Whether you have health insurance or not can affect your 2018 taxes. The ACA’s individual mandate, which still applies in 2018, requires nearly all Americans to have health insurance. Those who don’t have health insurance and don’t qualify for an exemption will get fined at tax time.
Here’s what you need to know about the fines:
- A $695 fine per adult or 2.5 percent of household income, whichever is more.
- A $347.50 penalty for each child without health insurance.
- The IRS can issue a maximum fine of $2,085 per person.
The ACA also set up a premium tax credit to help people in ACA exchange plans with their premiums and out-of-pocket costs. The IRS lets you use your premium tax credit in advance if you want.
The tax credit is available to people with estimated income between 100 percent and 400 percent of the federal poverty level for your household size.
Here are the current federal poverty levels:
- $12,060 for individuals
- $16,240 for a family of two
- $20,420 for a family of three
- $24,600 for a family of four
- $28,780 for a family of five
- $32,960 for a family of six
- $37,140 for a family of seven
- $41,320 for a family of eight
Alaska and Hawaii both have higher federal poverty levels.

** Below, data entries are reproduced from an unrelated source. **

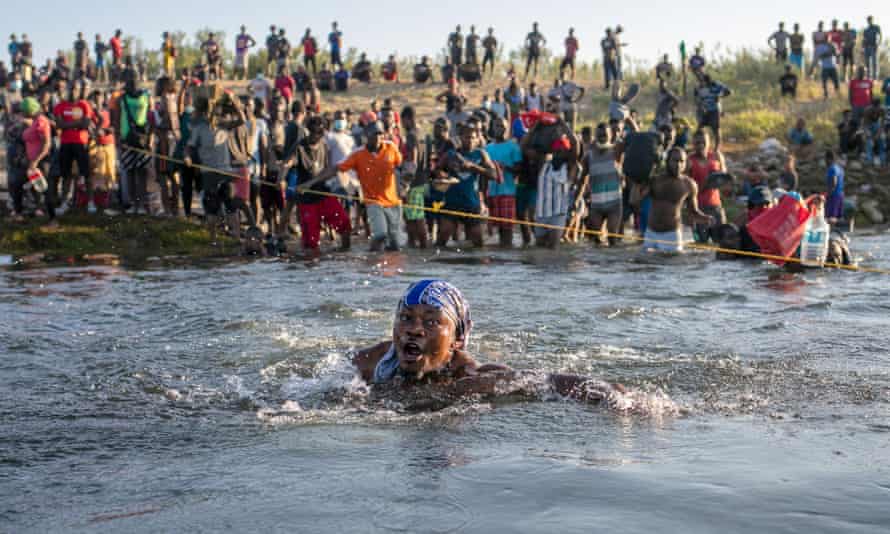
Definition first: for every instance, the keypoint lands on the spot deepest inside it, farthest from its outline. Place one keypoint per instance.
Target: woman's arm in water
(582, 388)
(366, 360)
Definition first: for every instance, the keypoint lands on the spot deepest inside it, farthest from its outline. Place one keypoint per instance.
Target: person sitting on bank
(670, 192)
(800, 139)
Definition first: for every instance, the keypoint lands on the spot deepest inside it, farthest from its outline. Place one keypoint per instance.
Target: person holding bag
(136, 143)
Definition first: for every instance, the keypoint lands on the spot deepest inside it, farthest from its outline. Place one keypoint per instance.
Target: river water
(220, 397)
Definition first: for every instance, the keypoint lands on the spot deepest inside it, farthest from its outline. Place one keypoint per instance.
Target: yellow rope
(585, 231)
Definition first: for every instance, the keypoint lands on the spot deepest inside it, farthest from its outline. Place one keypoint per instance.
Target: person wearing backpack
(135, 137)
(74, 117)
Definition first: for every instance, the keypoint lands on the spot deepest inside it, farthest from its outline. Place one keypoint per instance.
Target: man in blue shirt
(506, 153)
(335, 38)
(834, 205)
(871, 39)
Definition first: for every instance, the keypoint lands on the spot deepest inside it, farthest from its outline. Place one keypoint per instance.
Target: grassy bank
(130, 238)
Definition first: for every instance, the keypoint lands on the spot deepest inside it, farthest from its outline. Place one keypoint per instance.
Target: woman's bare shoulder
(366, 360)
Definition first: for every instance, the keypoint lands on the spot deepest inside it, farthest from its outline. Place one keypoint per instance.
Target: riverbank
(123, 238)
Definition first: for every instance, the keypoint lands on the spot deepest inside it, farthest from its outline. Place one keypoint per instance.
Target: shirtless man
(670, 192)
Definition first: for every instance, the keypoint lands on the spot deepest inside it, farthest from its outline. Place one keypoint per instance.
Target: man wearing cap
(243, 43)
(375, 165)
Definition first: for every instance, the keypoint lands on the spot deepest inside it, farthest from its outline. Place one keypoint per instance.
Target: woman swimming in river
(428, 350)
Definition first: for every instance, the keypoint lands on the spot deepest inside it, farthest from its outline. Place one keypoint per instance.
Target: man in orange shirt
(375, 165)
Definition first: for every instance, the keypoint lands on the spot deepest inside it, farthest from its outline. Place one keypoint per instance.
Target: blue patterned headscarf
(440, 295)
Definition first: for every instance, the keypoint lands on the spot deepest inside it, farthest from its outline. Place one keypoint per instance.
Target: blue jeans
(871, 62)
(385, 223)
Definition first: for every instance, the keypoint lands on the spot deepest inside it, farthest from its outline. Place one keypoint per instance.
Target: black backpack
(642, 155)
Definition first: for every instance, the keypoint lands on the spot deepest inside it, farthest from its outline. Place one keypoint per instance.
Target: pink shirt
(285, 85)
(36, 135)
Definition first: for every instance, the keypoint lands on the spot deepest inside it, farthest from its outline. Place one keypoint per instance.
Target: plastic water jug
(814, 246)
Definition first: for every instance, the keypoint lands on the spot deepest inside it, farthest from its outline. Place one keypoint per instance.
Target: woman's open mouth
(411, 352)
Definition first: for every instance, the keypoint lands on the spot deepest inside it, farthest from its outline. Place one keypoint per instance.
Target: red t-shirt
(117, 49)
(309, 46)
(860, 93)
(700, 170)
(36, 135)
(68, 112)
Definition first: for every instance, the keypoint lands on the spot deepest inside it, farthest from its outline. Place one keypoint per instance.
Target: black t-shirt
(311, 160)
(80, 48)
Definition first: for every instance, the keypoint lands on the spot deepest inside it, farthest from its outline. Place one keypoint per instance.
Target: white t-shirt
(340, 146)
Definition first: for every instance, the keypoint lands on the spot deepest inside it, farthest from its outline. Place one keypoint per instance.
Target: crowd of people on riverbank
(279, 163)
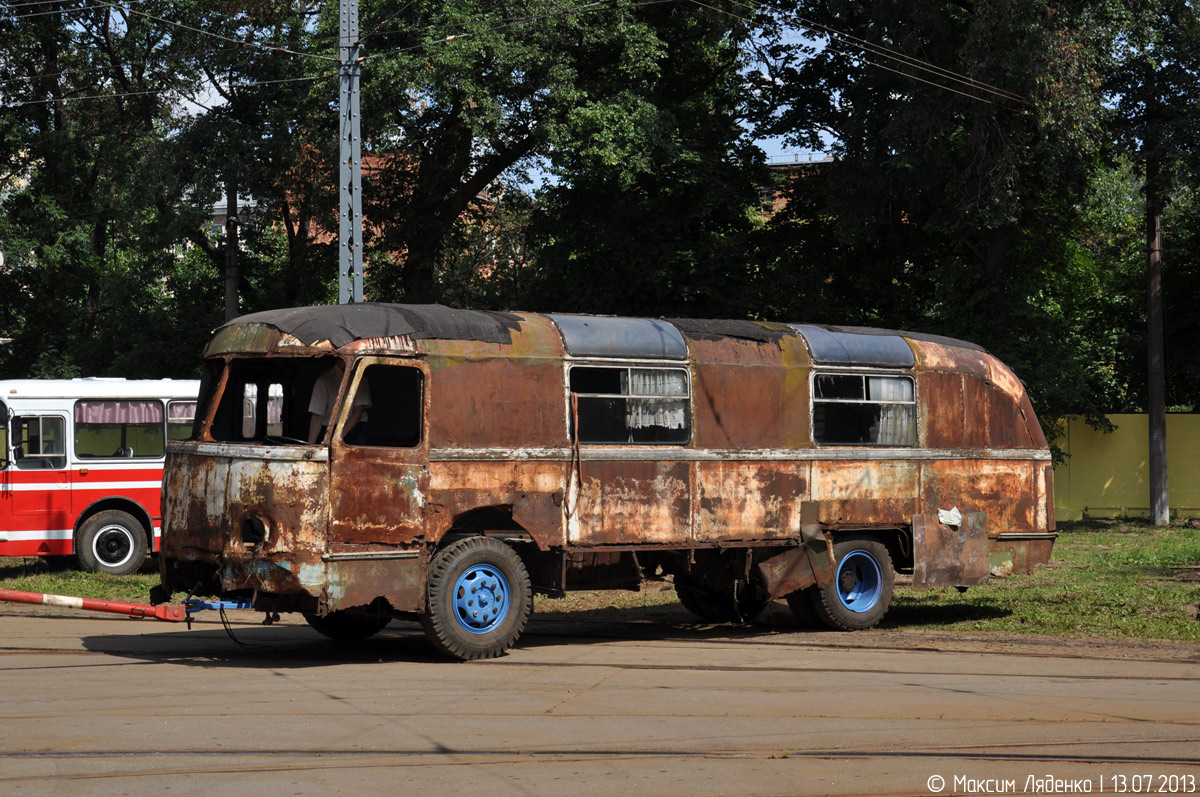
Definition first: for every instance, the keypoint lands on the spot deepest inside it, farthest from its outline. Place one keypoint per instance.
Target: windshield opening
(268, 400)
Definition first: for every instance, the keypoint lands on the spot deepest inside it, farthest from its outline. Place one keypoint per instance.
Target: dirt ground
(586, 705)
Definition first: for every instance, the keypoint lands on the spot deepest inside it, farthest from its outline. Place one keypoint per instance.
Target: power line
(837, 36)
(265, 46)
(163, 90)
(124, 6)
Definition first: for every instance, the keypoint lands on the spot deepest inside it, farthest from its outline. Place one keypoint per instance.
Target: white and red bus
(81, 466)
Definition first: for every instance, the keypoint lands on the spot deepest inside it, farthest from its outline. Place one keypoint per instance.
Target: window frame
(630, 365)
(343, 409)
(864, 373)
(66, 441)
(93, 457)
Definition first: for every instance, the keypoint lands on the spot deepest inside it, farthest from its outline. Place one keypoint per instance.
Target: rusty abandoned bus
(444, 465)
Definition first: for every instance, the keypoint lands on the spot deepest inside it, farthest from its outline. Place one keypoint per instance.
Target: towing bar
(168, 613)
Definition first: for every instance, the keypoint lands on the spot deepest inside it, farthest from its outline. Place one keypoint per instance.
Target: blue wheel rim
(859, 581)
(481, 598)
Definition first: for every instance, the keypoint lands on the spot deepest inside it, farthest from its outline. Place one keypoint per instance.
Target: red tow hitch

Outside of the ACA plans, you can also enjoy some tax benefits if you have a high-deductible health plan paired with an HSA through your employer. Money your employer puts into your HSA is tax-exempt, and you can deduct contributions you make to the HSA from your federal income tax. The interest or other earnings from your HSA won’t be taxed. You also may not have to pay taxes on withdrawals made for qualifying medical expenses.
If you need help with your taxes, Credit Karma Tax offers filing services that can take the stress out of the process by walking you through filing taxes step by step.
Whether you buy insurance through your employer or the ACA exchanges, you should compare plans to make sure you find the one that fits your situation. Don’t just go with the cheapest premiums. Compare premiums, out-of-pocket costs, benefit designs and provider networks to choose the plan that protects you and your family without breaking the bank.